20150415

Matter and Time

Blog 20150415 

Dave had this comment on my “Time is Motion” Blog:

“I've always thought of time as a camera recording everything coming to be and ceasing to be, the ceaseless movement of matter. The camera being this precise moment -- now - a fixed point. If there was no movement down to the atomic and sub atomic levels the very notion of time would be irrelevant.”

Thanks Dave for your insight. Although time is really not a camera, I get the idea. In a sense, a picture freezes motion, which is time. The corollary is that if all motion stopped, all matter would disappear. This is another way of stating the Fourth Assumption of Science, inseparability (Just as there is no motion without matter, so there is no matter without motion).

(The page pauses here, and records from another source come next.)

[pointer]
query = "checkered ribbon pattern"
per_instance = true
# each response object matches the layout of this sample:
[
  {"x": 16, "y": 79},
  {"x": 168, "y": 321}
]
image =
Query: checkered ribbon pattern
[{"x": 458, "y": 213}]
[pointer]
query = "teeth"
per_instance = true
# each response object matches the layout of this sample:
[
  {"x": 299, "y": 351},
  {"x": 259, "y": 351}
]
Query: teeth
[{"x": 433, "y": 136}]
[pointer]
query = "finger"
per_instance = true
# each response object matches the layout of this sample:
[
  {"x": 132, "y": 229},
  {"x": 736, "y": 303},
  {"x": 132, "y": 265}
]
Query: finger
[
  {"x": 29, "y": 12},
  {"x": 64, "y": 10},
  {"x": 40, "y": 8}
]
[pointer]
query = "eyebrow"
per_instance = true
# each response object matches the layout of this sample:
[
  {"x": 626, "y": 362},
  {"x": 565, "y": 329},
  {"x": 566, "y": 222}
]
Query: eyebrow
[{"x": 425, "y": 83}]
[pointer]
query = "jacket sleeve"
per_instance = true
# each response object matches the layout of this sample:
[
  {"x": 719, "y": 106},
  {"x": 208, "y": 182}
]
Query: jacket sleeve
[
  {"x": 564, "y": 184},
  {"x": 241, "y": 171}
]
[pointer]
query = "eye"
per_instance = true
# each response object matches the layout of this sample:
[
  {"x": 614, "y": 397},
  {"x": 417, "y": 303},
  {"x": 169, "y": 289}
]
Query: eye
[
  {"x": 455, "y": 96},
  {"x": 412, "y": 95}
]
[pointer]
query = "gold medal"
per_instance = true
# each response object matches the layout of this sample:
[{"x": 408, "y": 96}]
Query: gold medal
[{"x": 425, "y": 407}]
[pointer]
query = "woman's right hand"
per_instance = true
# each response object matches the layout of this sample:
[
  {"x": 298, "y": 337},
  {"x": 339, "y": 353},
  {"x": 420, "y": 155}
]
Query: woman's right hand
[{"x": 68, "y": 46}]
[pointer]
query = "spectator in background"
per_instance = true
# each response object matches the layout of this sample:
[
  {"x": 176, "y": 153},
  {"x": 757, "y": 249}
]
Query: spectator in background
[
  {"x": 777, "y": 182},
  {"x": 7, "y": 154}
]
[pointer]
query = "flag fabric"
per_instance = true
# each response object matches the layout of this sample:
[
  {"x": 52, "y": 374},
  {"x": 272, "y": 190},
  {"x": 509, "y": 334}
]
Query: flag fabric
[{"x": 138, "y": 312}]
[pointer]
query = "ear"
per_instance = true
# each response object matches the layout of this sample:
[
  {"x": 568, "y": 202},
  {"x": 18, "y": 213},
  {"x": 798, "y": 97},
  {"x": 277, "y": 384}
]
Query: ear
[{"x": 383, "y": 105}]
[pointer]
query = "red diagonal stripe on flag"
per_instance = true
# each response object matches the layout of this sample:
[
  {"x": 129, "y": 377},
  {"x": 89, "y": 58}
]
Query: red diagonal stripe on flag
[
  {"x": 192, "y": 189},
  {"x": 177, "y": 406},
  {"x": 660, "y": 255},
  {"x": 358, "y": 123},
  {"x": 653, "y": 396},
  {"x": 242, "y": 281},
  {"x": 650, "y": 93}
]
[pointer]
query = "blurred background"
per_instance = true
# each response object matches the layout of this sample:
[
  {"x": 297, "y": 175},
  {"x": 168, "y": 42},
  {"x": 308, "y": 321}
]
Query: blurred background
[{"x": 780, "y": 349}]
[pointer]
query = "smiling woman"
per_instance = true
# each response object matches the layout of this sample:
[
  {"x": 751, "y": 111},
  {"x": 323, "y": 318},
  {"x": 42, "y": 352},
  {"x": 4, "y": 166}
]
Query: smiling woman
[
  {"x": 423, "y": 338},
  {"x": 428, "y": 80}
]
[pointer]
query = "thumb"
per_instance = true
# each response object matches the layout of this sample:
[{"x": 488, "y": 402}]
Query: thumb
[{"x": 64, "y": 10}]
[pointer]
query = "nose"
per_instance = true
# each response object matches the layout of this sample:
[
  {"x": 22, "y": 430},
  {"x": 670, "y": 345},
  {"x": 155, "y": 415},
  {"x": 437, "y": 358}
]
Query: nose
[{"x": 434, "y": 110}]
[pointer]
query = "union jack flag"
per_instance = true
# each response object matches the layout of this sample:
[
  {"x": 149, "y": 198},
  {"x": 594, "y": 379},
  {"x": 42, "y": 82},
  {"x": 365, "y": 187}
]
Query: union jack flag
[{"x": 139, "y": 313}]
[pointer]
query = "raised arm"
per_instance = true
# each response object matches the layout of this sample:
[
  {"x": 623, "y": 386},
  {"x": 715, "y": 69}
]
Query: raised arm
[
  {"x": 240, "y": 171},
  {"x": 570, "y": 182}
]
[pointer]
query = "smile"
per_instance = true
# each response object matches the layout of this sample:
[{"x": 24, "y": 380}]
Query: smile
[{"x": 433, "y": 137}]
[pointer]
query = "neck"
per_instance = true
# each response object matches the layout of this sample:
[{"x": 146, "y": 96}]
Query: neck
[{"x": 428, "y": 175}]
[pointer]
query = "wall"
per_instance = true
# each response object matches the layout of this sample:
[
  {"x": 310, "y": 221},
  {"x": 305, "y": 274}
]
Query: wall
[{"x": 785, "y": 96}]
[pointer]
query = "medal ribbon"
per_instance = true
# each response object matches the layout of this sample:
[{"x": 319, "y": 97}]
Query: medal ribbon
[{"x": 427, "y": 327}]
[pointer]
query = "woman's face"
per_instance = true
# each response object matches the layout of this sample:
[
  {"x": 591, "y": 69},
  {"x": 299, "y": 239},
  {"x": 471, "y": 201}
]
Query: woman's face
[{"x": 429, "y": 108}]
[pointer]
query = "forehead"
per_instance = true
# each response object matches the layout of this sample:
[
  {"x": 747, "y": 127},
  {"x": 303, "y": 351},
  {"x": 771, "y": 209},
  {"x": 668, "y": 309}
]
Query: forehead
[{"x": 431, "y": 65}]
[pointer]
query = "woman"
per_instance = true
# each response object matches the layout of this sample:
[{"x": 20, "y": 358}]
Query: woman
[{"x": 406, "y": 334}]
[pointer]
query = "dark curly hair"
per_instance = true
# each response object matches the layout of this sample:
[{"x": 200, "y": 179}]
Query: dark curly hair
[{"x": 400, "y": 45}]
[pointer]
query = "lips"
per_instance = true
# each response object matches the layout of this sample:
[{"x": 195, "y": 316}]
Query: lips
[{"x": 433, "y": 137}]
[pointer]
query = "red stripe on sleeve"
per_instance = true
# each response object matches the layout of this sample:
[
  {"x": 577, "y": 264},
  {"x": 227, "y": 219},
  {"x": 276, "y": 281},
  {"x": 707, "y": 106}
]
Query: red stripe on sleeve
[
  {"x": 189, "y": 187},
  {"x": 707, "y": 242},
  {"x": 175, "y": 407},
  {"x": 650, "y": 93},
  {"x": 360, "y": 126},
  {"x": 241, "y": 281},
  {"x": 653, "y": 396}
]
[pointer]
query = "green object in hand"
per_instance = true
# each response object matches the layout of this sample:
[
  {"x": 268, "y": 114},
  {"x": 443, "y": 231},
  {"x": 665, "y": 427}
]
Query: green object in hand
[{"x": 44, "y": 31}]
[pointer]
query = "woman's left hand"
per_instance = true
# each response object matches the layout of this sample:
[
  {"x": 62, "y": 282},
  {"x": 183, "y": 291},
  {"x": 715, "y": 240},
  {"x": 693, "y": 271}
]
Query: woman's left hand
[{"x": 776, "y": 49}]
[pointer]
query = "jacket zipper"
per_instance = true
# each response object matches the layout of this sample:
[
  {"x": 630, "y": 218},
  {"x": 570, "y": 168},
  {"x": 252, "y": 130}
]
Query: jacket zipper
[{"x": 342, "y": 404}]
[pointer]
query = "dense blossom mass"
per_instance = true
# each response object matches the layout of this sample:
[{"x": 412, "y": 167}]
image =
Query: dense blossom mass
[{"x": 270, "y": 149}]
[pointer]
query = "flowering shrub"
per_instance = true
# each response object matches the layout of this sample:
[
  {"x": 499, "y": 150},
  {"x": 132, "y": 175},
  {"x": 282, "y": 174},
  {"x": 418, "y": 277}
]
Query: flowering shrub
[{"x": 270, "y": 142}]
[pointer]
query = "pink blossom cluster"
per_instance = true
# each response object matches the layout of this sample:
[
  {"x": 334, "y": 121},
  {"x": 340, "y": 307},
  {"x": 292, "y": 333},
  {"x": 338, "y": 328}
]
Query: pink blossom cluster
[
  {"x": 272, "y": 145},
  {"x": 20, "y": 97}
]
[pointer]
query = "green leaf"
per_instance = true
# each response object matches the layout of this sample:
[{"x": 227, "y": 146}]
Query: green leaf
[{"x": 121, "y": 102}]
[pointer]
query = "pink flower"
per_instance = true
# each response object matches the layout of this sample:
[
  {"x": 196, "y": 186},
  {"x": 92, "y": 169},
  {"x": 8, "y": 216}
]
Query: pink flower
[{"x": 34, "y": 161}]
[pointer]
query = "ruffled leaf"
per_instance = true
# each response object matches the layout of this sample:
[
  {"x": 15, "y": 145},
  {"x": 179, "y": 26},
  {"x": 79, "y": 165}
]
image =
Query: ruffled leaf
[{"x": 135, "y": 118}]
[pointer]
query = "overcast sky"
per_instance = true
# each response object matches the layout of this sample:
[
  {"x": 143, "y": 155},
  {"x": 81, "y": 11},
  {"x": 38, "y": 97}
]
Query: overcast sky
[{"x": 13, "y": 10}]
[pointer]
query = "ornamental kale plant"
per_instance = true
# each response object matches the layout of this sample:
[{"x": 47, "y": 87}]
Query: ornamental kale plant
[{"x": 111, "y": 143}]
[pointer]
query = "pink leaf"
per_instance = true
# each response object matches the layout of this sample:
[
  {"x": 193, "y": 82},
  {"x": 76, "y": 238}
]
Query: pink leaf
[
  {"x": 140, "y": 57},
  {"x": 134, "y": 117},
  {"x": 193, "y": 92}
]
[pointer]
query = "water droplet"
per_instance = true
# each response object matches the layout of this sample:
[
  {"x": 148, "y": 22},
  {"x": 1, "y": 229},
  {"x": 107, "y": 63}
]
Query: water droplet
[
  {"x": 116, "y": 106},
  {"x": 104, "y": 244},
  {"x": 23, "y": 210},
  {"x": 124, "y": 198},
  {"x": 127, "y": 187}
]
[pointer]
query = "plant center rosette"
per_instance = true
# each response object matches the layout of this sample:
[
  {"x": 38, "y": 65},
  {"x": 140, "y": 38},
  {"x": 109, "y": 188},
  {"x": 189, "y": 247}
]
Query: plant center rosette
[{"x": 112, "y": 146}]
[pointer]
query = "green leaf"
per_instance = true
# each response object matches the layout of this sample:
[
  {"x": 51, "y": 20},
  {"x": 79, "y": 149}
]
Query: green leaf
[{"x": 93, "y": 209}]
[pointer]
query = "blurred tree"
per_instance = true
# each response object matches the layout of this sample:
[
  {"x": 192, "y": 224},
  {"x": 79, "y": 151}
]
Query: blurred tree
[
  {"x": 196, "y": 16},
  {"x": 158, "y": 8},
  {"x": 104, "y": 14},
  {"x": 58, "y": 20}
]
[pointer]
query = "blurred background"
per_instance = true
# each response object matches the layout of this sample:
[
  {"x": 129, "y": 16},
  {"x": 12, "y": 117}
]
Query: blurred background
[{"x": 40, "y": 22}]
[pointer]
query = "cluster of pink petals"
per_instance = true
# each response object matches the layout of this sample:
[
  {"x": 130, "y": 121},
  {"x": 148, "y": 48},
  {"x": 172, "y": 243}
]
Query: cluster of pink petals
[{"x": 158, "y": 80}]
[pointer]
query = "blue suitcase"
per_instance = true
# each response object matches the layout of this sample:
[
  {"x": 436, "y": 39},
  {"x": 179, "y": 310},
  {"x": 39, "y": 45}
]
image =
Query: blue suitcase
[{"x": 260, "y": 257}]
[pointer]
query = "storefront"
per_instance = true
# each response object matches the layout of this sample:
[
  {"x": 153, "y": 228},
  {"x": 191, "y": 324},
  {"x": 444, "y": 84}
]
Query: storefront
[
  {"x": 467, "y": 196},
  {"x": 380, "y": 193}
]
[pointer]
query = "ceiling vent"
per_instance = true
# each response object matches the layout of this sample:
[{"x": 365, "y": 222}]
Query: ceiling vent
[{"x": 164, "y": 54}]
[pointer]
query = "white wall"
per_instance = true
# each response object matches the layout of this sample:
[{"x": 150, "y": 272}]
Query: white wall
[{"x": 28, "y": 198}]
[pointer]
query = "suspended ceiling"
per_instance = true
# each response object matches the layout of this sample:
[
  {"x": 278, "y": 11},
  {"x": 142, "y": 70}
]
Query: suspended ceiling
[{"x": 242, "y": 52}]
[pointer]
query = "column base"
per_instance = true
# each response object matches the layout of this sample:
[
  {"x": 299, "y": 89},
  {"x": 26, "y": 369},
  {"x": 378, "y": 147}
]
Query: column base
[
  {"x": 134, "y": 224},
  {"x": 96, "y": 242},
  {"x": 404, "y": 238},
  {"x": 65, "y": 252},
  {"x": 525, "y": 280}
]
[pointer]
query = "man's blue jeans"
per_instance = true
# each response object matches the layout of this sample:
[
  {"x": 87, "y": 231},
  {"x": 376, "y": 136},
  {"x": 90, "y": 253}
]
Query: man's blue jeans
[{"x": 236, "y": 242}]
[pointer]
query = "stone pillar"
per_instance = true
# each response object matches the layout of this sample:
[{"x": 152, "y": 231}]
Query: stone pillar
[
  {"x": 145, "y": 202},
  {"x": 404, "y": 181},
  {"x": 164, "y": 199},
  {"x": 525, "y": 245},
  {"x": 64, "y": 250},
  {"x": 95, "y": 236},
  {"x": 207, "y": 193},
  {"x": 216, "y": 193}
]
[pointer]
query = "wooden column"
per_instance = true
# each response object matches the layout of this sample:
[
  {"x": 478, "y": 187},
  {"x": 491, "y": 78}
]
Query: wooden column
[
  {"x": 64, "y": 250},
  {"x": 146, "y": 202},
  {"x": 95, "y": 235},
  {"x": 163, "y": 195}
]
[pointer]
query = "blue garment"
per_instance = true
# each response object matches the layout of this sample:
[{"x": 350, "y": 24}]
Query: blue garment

This should help us confront the silly idea of time dilation. We might “dilate” the photo we took through enlarging it, but we could never do that with the motion that the camera cannot photograph. We can dilate the photo and the matter it depicts because those items have xyz dimensions. They exist, but motion does not. This “connection” between matter and motion is a necessity for the existence of the universe. This is also why a finite particle cannot exist. Such a particle would have to be filled with “solid matter,” which could not have anything within it that was in motion. Such a particle would defy the rule that motion is required for matter to exist. That is why we define matter as that which contains other matter, ad infinitum, per the Eighth Assumption of Science, infinity (The universe is infinite, both in the microcosmic and macrocosmic directions).